Vor allem für den Schwerlast-Verkehr, für Lkw, Busse, Schiffe und Züge gilt die Brennstoffzellen-Technik als derzeit vielversprechendste Lösung. Über einen Druck-Tank fließt Wasserstoff (H₂) in die Brennstoffzelle und reagiert dort mit Sauerstoff aus der Luft, dabei entsteht Wasser - und Strom. Im Vergleich zu Batterien erlaubt dieser Antrieb einen schnellen Tankvorgang, große Reichweiten und den Transport von schweren Lasten ohne überdimensionierte Batterien. Der erste Wasserstoff-Zug in Deutschland fährt bereits: Zwischen Buxtehude und Cuxhaven ersetzt seit rund einem Jahr der "Coradia iLint" des französischen Herstellers Alstom eine Diesellok. Die Höchstgeschwindigkeit beträgt 140 km/h, der Betrieb läuft einwandfrei. Das Land Niedersachsen hat nun weitere 13 solcher Züge bestellt. Vor allem China und Japan fördern diese Technologie. Deutsche Hersteller von Wasserstoff-Bussen oder -Zügen gibt es bislang nicht.

Extra-Nutzen: Wasserstoff kann sehr viel überschüssigen Strom speichern, zum Beispiel aus Windkraftanlagen. Außerdem können Brennstoffzellen etwa auch mit Methanol betrieben werden.

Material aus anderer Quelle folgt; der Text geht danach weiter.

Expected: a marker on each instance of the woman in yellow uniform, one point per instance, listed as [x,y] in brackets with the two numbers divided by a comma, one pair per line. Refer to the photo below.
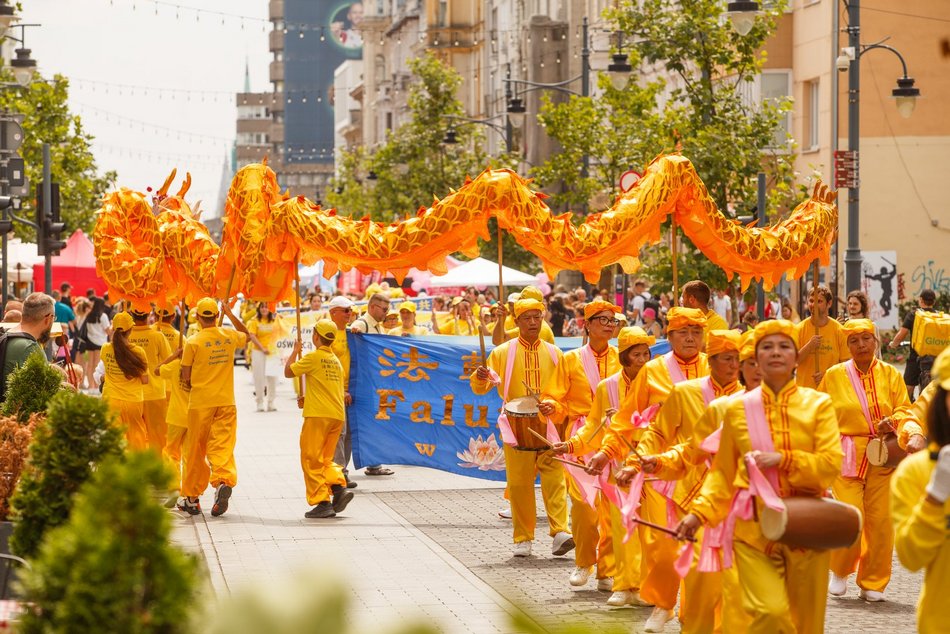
[126,372]
[567,401]
[790,435]
[870,399]
[920,508]
[265,329]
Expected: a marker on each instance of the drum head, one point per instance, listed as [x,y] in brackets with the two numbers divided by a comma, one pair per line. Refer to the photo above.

Kritik: Zur Herstellung des Wasserstoffs wird sehr viel Strom benötigt. Deshalb ist auch hier die Wende hin zu erneuerbaren Energien Voraussetzung für weniger CO₂-Emissionen. Zudem sind die Preise für H₂-Fahrzeuge noch sehr hoch und Wasserstoff-Tankstellen gibt es bislang wenige.